Überschattet vom Giftanschlag auf den Regierungskritiker Alexej Nawalny und der Coronakrise hat in Russland der entscheidende Tag der Regionalwahl begonnen. Am Hauptwahltag gaben am Sonntag Millionen Bürger in 41 Regionen ihre Stimme für neue Gouverneure und Regionalparlamente ab. Der dreitägige Urnengang - ein Stimmungstest für Präsident Wladimir Putin - hatte am Freitag begonnen.

In vier Nachwahlen wurden auch Sitze im gesamtrussischen Parlament (Duma) vergeben. Putins Ansehen hat wegen einer unpopulären Pensionsreform und der schlechten wirtschaftlichen Lage wegen der Öl-Krise und der Corona-Pandemie gelitten. Im Fernen Osten Russlands sorgte zudem die Verhaftung des Ex-Gouverneurs Sergej Furgal wegen dessen möglicher Verwicklung in 15 Jahre zurückliegende Mordfälle für die größten Proteste, die die Region bisher gesehen hat.

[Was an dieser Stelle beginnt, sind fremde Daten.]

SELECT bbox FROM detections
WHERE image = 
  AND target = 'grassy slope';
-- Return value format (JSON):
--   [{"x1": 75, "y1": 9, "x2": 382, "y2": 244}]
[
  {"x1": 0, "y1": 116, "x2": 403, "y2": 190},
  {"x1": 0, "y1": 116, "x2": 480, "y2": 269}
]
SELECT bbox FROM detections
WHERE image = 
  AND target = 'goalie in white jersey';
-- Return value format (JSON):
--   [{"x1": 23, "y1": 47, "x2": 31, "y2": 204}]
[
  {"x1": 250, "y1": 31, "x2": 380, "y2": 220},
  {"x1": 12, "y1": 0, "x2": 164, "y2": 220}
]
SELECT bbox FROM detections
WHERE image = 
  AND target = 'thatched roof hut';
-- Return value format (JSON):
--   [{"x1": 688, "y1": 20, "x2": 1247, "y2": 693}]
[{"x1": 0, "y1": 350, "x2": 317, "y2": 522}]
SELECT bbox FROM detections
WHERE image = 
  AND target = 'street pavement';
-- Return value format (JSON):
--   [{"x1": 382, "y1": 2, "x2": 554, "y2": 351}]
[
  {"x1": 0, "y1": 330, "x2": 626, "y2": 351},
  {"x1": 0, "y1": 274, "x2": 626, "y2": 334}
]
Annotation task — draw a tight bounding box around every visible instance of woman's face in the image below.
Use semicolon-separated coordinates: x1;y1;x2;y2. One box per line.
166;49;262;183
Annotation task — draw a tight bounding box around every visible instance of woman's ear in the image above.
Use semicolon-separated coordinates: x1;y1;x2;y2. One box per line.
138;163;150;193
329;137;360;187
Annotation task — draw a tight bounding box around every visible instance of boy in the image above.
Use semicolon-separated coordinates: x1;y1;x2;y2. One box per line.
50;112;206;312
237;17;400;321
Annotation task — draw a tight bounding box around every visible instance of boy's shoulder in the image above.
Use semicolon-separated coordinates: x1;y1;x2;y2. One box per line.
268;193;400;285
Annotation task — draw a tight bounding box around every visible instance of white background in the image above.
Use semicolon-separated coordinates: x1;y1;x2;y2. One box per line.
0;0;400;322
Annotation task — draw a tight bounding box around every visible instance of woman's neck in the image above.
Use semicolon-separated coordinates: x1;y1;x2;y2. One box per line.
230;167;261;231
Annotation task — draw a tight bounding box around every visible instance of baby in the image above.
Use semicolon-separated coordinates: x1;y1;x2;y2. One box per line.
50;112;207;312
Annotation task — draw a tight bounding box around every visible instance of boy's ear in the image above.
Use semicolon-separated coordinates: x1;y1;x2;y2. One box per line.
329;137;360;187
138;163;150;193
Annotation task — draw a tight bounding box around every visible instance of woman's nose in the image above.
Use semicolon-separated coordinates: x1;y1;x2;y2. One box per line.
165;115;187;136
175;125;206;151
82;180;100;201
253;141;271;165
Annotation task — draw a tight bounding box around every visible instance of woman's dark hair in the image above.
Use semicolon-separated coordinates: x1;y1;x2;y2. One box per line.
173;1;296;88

Die Leiterin des Analyseinstituts R.Politik, Tatjana Stanowaja, sagte, die Regionalwahlen dienten dem Kreml als Entscheidungsgrundlage in der Frage, ob die Regierungspartei Geeintes Russland reformiert werden müsse und die nationale Parlamentswahl verschoben.

Nawalnys Vergiftung mit einem militärischen Nervenkampfstoff der Nowitschok-Gruppe könnte nach Stanowajas Einschätzung „widersprüchliche Folgen“ für die Regionalwahlen haben. Einerseits sei durch die Tat Nawalnys Kampagne für eine „kluge Wahl“ des jeweils aussichtsreichsten Oppositionskandidaten behindert worden, sagte die Politik-Expertin. Andererseits habe der Giftanschlag „einen Schock“ ausgelöst, der möglicherweise einige Bürger auf die Seite der Opposition getrieben habe.

Nawalny wird nach seiner Vergiftung in Sibirien weiterhin in der Berliner Charité behandelt. Der Anschlag auf ihn löste weltweit Empörung aus.